What I came to notice through the study of these cases in the law of self-defense, and in the case of scientific paradigms that change over time, is that there are constant conversations among those in professional communities that are themselves part of the practice of both law and science. These kinds of conversations, especially in communities of specialized practice, have fascinated me for my whole life.

In the Spring of 2022, after nearly 30 years of working in design, strategy and innovation communities, I started exploring ideas about conversation and intelligence with a group of people from around the world. The more conversations we had, the more I began to wonder whether it might be possible to build a machine, something we might now call an artificial intelligence, that could participate in human conversations. Convinced that this might be possible, I began to think about starting a venture to build such a system.

With enough of a background in cognitive science, computer science and the history of ideas of intelligence to be dangerous, I started to articulate a concept sketch vision of such a system. I called it “Our Teacher” and represented its mediating intelligence with an image of an octopus, in homage to the film, My Octopus Teacher. Determined that the project have a practical application and a business case, I decided that the meetings people have at work was a sufficiently large and sufficiently well defined context to form a problem set that could be addressed by a venture-backed startup.

Alas, this one never got out of the garage. But even after I decided to let go of the idea of the startup, I couldn’t let got of the ideas nor the concerns that had motivated me to explore then in the first place.
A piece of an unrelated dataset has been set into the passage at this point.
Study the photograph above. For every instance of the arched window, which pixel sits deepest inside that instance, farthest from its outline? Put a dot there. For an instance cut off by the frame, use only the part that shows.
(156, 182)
The ability to have effective conversations at work, from the mundane, everyday ones that we use to start, guide, monitor and evaluate projects, to the conversations in which we debate and decide on strategy, discuss and form policy, has never been more important. We operate in environments of escalating complexity and in societies of declining civility. The most important and consequential conversations we need to have, how to confront and end systemic discrimination, how to prevent social and planetary collapse, what to do if we cannot prevent such collapse, are just some of the conversations we are either not having at all or doing very poorly at.

The need to have these conversations, however, is unavoidable, I think. There are two big reasons for this. First, we are social creatures and we have really only two methods for making decisions: one is through agreement and the other is by the use of force. We will not be able to force people to take the actions necessary to solve the complex problems we most need to confront. Yet, we also have reason to doubt whether we can reach agreements in an increasingly uncivil world. Second, it is in conversation, and there alone, that we can access a form of intelligence and a way of thinking that is urgently needed to navigate complex. problems.

These are the reasons I came to believe that in addition to the kinds of thinking that Taversky and Kahneman had so powerfully described, there is another kind of thinking that stands outside of their account. So, while I think that the explanatory power of thinking fast and slow has been immensely valuable and acknowledge that their ideas about System 1 & 2 has unlocked entirely new fields of study and understanding, I also think we need a System 3.

I am not only interested in System 3 because I believe that it will may us better understand a kind intelligence and a way of thinking that I think we urgently need a better command of, but also because I think that it might also lead us to better understand why diversity matters and how it can lead us to a better model of performance in the places we all spend most of our waking time. At work.